Darcy studied the pair as their escorts set them upon the floor. “The groom appears enthralled with his bride.” He noted the look of longing upon Elizabeth’s face, and he felt a bit sad that because of him, she would never know such happiness. “Is that your desire? To marry for love?” Such would go a long way in explaining why she had refused him, for Darcy knew her affections had not been stirred by their acquaintance.

She shrugged off his questions. “Do you find it odd, Mr. Darcy, that I am as susceptible to the idea of discovering a man who holds me in deep regard as are my sisters? Is it not foolish for a woman of my years to carry the wish of the Cinder Maid buried deep in her heart?”

“My parents married for love,” he admitted. “Together, they were a force with which to be reckoned.” Darcy chuckled in remembrance. “They were quite remarkable. I always believed if I could replicate their devotion to each other in my own marriage that Pemberley could survive and prosper.”

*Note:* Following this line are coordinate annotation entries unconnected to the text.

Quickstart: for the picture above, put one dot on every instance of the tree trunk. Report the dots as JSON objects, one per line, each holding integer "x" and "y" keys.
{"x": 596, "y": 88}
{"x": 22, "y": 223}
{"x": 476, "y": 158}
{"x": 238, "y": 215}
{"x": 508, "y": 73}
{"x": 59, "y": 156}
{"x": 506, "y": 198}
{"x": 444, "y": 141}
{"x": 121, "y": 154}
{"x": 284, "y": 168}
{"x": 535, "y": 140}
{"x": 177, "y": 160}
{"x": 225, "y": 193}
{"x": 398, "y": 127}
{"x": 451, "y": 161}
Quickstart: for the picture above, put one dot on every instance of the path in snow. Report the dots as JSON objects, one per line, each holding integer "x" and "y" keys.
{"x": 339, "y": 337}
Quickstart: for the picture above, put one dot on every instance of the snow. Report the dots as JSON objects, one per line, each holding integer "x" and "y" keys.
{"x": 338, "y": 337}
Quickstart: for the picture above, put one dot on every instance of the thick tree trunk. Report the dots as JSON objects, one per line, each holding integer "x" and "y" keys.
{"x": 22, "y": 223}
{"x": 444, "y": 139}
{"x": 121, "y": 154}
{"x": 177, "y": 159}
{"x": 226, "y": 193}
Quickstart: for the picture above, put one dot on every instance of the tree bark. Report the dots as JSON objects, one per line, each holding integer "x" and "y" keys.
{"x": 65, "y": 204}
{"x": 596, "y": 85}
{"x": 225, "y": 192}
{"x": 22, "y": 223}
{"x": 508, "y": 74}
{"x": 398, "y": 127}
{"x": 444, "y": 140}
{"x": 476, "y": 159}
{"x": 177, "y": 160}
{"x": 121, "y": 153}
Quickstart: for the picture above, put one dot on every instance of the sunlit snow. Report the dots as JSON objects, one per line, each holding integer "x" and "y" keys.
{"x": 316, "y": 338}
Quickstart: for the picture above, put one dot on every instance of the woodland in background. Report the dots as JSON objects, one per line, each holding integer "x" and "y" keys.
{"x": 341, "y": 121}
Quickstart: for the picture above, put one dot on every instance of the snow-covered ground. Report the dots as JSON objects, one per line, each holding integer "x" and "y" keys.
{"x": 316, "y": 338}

“Then when did you have a change of heart?” she challenged. “From your own lips, Miss De Bourgh did not claim your heart.”

“I do not know exactly how to define that particular moment.” He sat staring out the window over her shoulder. “I thought I had several years before I must choose a wife. Thought myself above entering the marriage mart. But...” He closed his eyes to drive away the taste of bile rising to his throat whenever he considered the betrayal practiced at George Wickham’s hands.

“But?” Elizabeth prompted, as she slipped her hand into his. “Know that I can serve as your confidante, Mr. Darcy.”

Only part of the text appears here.